Cela est-il si difficile à comprendre ? Est-ce une sottise, camarade Lénine, quand je vous crie : ce n’est pas nous qui avons besoin pour l’instant de l’Internationale, mais c’est la III° Internationale qui a besoin de nous ?

II

Lénine est aujourd’hui d’avis que c’est une sottise. Dans son écrit : la Maladie infantile du communisme (le "gauchisme"), qu’il vient de lancer contre le prolétariat révolutionnaire, Lénine considère que la III° Internationale doit s’en tenir au statut du Parti communiste de Russie (bolchevik) et que le prolétariat révolutionnaire de tous les pays doit être soumis à l’autorité de la "III° Internationale" et donc à la tactique des bolchéviks. Il faudrait que les bolchéviks déterminent les armes que le prolétariat combattant du reste du monde devrait utiliser. Et les seuls prolétaires obéissant sans réserve seraient choisis pour appartenir à l’association mondiale. Dans les principes du II° Congrès de la III° Internationale, Lénine a formulé cela de manière encore plus nette : il a non seulement donné des directives générales, mais tous les détails de la tactique, de l’organisation, et il a même prescrit le nom que les partis devraient porter dans tous les pays. Et le comble :

"Toutes les décisions des congrès de l’Internationale communiste, de même que celles du Comité exécutif, sont obligatoires pour tous les partis affiliés à l’Internationale communiste."
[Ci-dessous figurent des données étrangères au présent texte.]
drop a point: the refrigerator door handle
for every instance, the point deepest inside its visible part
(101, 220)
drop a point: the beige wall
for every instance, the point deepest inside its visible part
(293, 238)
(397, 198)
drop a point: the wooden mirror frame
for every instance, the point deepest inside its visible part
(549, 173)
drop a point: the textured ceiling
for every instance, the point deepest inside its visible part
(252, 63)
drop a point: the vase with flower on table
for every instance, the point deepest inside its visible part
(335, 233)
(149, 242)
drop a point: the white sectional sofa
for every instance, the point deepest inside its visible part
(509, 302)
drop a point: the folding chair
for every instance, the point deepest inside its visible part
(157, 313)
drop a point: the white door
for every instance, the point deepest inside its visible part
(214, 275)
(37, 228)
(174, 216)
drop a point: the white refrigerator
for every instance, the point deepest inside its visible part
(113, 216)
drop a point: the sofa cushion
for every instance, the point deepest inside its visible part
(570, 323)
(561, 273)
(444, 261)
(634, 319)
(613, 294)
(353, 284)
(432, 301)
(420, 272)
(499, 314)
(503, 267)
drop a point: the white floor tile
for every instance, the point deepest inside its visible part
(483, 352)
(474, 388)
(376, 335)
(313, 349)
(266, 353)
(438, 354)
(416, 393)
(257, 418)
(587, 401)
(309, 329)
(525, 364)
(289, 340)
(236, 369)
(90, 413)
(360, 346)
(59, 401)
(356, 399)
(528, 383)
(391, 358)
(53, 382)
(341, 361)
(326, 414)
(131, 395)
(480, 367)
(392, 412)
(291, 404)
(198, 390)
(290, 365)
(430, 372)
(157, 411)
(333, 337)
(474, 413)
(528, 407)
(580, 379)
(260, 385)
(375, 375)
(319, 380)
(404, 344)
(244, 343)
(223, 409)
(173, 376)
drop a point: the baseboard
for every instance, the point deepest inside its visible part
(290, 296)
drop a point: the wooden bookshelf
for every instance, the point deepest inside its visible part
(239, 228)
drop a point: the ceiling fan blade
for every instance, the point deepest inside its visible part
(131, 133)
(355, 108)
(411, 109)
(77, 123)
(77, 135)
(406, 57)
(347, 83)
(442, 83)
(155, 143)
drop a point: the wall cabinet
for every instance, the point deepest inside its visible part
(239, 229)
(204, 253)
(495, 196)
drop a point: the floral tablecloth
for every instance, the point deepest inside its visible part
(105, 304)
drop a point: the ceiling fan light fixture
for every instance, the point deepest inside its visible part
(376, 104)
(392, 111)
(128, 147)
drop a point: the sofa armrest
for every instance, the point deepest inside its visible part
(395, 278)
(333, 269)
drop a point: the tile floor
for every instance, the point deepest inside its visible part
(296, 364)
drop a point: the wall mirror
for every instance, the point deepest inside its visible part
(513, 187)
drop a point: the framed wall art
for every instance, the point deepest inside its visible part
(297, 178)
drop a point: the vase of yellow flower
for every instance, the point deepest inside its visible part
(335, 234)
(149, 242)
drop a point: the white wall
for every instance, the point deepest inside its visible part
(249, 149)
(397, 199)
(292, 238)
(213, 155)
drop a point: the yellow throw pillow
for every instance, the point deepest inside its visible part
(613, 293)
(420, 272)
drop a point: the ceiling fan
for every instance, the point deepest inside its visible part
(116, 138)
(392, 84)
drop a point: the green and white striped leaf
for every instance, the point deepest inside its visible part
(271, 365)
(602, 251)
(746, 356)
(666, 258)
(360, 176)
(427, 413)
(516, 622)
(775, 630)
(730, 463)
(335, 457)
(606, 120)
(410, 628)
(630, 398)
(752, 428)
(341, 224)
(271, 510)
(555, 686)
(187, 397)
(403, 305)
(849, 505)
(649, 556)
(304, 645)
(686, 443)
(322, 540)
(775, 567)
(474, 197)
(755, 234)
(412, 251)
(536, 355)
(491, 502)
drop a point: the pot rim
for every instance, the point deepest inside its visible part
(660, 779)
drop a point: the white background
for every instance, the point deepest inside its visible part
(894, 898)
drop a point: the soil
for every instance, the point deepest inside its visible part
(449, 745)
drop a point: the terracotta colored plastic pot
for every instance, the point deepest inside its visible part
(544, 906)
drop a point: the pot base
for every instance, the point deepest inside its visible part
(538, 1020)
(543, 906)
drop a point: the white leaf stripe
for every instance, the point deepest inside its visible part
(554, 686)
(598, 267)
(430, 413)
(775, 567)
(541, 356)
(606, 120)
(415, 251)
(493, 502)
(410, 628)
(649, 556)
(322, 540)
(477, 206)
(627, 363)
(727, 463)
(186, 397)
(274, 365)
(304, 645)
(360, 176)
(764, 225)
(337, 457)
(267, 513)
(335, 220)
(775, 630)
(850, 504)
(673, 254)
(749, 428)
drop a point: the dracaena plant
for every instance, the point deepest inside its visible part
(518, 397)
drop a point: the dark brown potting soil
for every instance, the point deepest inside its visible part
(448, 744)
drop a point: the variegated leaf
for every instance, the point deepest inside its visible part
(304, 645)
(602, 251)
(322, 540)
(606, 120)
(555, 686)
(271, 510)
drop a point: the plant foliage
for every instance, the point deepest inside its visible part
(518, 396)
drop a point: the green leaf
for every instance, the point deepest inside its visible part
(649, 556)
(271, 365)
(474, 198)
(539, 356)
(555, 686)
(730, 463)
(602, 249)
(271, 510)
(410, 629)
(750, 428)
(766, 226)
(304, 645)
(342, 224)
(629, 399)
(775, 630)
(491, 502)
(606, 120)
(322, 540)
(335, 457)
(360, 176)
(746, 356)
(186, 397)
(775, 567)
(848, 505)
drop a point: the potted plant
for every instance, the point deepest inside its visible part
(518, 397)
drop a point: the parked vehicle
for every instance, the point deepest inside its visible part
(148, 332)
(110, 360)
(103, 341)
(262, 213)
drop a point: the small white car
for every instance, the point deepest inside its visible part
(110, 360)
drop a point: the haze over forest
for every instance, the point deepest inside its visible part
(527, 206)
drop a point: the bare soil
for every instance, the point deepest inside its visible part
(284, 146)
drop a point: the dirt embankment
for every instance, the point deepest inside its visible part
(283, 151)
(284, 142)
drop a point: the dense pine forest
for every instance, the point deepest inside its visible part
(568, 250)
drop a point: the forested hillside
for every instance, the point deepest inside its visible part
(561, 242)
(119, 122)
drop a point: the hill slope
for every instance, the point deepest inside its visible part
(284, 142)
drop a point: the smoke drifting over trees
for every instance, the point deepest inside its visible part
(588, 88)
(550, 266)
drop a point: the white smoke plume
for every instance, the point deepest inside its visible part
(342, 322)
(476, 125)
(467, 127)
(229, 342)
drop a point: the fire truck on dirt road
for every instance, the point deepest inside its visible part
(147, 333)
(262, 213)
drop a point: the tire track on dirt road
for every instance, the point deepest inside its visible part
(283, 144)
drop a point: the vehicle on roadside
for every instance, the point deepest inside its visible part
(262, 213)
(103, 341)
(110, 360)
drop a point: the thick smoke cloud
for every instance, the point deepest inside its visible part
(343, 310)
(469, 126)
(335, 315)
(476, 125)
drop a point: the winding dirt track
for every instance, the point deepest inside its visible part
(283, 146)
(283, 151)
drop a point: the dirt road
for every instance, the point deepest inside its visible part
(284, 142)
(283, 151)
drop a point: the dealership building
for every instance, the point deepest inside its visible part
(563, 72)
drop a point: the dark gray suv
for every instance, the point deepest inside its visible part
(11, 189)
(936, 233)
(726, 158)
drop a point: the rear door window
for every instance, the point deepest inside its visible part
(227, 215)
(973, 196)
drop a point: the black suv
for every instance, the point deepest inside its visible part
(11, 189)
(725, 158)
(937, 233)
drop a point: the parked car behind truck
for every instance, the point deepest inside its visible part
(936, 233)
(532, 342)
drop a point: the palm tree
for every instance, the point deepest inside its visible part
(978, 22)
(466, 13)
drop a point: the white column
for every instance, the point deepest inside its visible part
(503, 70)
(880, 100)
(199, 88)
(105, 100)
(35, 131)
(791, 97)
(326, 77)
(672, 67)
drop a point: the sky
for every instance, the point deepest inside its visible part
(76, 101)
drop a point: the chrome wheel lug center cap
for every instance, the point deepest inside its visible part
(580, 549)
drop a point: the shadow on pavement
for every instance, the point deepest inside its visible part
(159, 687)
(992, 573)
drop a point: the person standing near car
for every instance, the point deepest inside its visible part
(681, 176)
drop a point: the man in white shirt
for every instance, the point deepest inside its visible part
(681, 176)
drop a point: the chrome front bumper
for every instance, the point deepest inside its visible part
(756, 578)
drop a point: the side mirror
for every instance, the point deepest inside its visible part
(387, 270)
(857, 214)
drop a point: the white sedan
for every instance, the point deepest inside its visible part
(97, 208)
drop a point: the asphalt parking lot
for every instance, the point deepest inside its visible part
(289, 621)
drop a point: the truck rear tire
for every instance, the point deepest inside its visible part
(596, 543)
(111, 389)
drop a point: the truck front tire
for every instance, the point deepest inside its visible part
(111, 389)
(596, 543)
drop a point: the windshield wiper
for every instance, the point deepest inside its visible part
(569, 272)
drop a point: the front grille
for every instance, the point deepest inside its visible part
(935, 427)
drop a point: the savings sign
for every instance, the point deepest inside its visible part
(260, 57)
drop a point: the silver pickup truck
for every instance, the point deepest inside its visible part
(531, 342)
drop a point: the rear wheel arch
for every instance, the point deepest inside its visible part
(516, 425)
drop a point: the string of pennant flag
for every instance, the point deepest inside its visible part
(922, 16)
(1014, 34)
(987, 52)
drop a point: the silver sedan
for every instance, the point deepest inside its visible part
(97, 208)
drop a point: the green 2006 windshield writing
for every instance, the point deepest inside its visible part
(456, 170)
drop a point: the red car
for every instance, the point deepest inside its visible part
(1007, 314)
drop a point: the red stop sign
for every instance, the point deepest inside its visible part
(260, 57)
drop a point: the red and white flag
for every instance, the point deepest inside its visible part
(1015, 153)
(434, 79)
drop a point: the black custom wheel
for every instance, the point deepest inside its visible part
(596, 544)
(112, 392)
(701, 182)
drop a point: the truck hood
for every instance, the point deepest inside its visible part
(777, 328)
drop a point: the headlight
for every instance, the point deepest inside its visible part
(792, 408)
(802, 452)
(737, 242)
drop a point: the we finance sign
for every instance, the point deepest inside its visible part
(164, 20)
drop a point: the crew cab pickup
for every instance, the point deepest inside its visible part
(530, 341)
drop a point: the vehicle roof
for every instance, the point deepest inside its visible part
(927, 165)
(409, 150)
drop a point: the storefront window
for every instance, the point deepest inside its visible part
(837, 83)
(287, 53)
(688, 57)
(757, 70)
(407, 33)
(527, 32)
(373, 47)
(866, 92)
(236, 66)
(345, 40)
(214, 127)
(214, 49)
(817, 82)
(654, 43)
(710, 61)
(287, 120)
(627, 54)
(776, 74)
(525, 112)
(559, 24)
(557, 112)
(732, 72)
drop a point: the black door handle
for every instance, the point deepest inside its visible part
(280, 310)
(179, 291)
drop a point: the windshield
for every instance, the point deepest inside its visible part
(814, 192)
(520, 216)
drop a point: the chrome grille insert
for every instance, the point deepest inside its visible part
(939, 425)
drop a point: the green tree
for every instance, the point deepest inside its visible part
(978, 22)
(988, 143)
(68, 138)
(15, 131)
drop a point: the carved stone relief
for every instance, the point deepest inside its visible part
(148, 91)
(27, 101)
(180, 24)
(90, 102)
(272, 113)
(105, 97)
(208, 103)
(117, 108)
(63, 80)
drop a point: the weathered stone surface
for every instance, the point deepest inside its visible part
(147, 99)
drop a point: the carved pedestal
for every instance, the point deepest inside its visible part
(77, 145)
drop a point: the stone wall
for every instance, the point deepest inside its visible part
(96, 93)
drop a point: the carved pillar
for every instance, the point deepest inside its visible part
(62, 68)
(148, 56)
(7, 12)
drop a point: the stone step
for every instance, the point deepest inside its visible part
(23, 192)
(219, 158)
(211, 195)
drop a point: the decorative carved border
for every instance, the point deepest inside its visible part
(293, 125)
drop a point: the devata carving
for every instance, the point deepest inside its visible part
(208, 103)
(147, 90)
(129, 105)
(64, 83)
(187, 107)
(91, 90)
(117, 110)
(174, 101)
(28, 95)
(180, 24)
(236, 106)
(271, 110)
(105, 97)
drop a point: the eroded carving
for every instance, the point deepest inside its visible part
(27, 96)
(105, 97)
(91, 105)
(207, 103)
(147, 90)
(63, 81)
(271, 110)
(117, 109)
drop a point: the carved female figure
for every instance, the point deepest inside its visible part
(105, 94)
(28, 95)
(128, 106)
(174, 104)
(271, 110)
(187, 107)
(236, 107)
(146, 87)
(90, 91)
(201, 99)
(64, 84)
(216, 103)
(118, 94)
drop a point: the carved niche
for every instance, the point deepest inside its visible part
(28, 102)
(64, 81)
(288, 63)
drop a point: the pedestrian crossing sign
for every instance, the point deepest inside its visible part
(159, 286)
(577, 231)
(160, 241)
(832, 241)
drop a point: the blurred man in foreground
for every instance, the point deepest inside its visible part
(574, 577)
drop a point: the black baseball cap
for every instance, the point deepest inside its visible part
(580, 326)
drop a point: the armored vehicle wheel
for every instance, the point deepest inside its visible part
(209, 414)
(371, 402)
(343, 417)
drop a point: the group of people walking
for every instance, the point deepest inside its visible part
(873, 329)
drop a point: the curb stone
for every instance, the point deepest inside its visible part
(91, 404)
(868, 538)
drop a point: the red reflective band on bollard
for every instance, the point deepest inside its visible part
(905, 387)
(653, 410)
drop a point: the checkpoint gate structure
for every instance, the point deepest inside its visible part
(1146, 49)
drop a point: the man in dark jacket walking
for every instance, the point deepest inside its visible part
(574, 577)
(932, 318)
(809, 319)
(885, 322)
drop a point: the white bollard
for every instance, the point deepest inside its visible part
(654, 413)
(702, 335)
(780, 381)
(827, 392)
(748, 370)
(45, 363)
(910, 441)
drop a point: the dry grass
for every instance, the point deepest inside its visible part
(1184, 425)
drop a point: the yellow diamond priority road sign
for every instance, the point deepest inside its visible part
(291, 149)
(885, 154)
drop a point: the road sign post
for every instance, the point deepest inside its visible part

Même si c’est une méthode, c’est néanmoins de la folie ! Dans un pays aussi petit que l’Allemagne, nous avons fait l’expérience de manière répétée, en dernier lieu en mars 1920, qu’une tactique, qui se traduisait par des victoires par exemple dans la Ruhr, était impossible dans d’autres régions ; que la grève générale des ouvriers industriels en Allemagne moyenne a été une plaisanterie pour le Vogtland où, depuis novembre 1918, le prolétariat est réduit au chômage. Et Moscou devrait être le grand quartier-général pour nous et pour tous les pays ?

Ce qui nous pousse vers la III° Internationale, c’est l’objectif commun de la révolution mondiale : la dictature du prolétariat, le communisme. La III° Internationale doit se tenir aux côtés des prolétaires combattants de tous les pays en leur indiquant les différentes situations et sortes de guerre civile révolutionnaire. Les combattants seraient des ânes et non des combattants s’ils se dispensaient d’examiner les armes avec lesquelles les camarades luttent ici et là. Mais les combattants seraient des moutons s’ils se laissaient entraîner sur des chemins qu’ils ont reconnus depuis longtemps comme impraticables pour eux, et qu’ils ont par conséquent abandonnés.

L’attaque de Lénine contre nous est, dans sa tendance et dans ses détails, tout simplement monstrueuse. Son écrit est superficiel. Non conforme aux faits. Injuste. Dur uniquement dans les expressions. De la rigueur du penseur Lénine, qui se manifeste ordinairement dans les polémiques en particulier, aucune trace.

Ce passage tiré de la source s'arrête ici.